🤖 AI Summary
This work addresses the limitation of existing Mamba-based speech separation approaches, which model spectrograms along only a single dimension and thus struggle to capture two-dimensional global dependencies. To overcome this, the study introduces omnidirectional attention into the Mamba architecture for the first time, enabling efficient modeling of global time-frequency dependencies by traversing the spectrogram in ten distinct directions. The proposed method integrates selective state space models with omnidirectional attention to construct an end-to-end time-frequency domain speech separation system.
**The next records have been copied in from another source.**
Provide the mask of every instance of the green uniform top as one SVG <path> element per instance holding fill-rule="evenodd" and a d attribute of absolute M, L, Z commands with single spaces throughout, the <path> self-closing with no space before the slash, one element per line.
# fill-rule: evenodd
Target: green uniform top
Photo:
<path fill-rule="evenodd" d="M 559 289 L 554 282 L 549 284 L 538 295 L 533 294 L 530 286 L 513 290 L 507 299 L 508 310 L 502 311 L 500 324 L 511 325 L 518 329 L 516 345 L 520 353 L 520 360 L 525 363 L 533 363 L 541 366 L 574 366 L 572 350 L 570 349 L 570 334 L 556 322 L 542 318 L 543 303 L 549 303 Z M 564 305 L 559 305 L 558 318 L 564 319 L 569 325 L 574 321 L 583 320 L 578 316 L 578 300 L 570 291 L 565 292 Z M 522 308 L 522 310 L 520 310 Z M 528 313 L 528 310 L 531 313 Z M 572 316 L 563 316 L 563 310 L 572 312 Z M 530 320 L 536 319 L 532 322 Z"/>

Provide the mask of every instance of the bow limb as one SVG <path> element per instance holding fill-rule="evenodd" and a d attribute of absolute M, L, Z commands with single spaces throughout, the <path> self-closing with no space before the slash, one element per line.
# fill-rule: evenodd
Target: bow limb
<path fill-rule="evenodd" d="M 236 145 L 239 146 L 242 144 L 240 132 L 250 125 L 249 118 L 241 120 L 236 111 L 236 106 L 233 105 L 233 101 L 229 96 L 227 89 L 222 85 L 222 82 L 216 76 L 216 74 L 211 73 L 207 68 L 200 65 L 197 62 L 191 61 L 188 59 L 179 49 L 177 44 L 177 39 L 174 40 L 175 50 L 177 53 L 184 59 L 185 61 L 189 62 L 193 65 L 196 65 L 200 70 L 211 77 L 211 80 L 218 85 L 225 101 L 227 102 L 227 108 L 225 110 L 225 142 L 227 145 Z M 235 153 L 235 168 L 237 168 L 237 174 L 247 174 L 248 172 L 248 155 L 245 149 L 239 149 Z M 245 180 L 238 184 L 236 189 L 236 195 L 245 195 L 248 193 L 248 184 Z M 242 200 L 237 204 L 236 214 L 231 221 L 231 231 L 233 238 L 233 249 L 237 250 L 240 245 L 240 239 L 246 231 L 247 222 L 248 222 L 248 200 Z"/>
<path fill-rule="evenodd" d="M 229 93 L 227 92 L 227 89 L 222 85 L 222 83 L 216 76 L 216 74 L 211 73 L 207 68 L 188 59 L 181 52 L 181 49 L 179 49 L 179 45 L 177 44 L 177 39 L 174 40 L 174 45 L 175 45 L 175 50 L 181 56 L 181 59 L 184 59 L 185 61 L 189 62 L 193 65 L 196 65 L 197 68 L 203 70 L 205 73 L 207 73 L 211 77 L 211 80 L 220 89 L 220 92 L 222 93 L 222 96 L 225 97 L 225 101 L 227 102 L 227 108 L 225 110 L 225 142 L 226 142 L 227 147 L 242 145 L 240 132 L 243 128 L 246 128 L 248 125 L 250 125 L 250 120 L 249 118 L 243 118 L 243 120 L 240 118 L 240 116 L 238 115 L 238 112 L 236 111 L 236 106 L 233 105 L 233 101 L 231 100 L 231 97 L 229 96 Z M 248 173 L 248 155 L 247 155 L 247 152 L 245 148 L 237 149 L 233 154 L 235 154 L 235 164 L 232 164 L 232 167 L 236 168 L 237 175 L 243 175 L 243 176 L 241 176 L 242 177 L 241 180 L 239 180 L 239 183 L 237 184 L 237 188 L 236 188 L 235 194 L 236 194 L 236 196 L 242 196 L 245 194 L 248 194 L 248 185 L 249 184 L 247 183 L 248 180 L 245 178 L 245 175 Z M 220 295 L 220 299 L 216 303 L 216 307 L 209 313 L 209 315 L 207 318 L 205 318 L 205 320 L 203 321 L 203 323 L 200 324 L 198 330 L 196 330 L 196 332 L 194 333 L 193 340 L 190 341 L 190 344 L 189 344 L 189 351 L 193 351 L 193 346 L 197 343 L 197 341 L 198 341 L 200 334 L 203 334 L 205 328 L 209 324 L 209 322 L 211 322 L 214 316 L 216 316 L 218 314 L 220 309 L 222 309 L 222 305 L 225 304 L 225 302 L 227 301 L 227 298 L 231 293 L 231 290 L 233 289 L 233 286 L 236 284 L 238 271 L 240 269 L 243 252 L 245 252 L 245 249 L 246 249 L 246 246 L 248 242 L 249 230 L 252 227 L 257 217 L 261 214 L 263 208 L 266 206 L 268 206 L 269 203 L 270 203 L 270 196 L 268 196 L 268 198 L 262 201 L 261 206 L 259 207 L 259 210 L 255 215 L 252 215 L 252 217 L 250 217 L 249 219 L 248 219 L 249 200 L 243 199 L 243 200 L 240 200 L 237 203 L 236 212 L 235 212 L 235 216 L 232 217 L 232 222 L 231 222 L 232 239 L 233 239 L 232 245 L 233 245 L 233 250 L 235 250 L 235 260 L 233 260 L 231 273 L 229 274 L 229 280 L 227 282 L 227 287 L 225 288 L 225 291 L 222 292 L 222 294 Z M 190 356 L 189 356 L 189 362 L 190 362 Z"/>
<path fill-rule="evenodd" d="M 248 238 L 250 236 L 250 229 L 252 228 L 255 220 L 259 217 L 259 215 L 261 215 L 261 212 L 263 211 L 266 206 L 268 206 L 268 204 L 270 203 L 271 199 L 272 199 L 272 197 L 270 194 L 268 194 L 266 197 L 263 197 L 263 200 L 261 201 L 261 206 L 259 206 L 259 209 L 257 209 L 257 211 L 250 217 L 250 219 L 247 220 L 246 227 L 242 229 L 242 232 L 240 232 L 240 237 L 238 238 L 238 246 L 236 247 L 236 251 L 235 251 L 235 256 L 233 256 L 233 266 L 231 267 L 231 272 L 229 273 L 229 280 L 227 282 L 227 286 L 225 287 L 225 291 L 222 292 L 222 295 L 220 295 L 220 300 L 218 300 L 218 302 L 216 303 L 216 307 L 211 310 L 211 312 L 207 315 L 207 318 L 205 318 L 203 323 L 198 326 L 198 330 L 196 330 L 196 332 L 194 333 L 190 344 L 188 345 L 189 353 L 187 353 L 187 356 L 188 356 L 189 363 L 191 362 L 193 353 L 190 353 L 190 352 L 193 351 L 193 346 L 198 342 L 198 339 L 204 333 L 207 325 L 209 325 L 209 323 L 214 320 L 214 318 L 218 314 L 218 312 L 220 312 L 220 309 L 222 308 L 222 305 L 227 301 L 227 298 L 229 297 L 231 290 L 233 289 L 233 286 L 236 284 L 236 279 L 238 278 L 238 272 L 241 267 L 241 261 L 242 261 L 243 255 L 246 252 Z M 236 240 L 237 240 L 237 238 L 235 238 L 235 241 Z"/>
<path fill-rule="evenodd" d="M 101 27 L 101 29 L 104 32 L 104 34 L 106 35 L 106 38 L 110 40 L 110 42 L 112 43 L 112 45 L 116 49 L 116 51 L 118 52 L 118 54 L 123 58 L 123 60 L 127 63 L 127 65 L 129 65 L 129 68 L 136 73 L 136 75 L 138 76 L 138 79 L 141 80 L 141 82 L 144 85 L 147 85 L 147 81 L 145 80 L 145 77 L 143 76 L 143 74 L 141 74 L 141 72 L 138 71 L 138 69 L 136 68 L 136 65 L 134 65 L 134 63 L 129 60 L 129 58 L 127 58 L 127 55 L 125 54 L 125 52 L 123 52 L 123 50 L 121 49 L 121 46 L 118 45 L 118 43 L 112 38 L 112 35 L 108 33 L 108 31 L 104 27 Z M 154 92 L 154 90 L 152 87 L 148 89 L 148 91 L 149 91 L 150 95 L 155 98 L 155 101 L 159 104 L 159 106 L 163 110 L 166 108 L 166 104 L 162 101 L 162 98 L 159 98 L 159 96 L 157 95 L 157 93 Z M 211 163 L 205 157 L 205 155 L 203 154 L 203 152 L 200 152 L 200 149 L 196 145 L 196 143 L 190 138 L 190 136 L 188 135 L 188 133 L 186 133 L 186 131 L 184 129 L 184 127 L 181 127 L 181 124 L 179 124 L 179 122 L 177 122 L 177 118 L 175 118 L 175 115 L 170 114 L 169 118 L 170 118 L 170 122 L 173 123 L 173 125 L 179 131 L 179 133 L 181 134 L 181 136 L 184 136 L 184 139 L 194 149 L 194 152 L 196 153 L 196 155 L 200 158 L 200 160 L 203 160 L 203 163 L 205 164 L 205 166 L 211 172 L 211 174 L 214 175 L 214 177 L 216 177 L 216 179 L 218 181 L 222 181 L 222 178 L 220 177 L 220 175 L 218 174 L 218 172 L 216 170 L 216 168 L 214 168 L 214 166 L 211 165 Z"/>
Evaluated on three public datasets, it consistently outperforms current baselines and state-of-the-art methods, demonstrating both its effectiveness and scalability while maintaining linear computational complexity.
📝 Abstract
Mamba, a selective state-space model (SSM), has emerged as an efficient alternative to Transformers for speech modeling, enabling long-sequence processing with linear complexity. While effective in speech separation, existing approaches, whether in the time or time-frequency domain, typically decompose the input along a single dimension into short one-dimensional sequences before processing them with Mamba, which restricts it to local 1D modeling and limits its ability to capture global dependencies across the 2D spectrogram. In this work, we propose an efficient omni-directional attention (OA) mechanism built upon unidirectional Mamba, which models global dependencies from ten different directions on the spectrogram. We expand the proposed mechanism into two baseline separation models and evaluate on three public datasets. Experimental results show that our approach consistently achieves significant performance gains over the baselines while preserving linear complexity, outperforming existing state-of-the-art (SOTA) systems.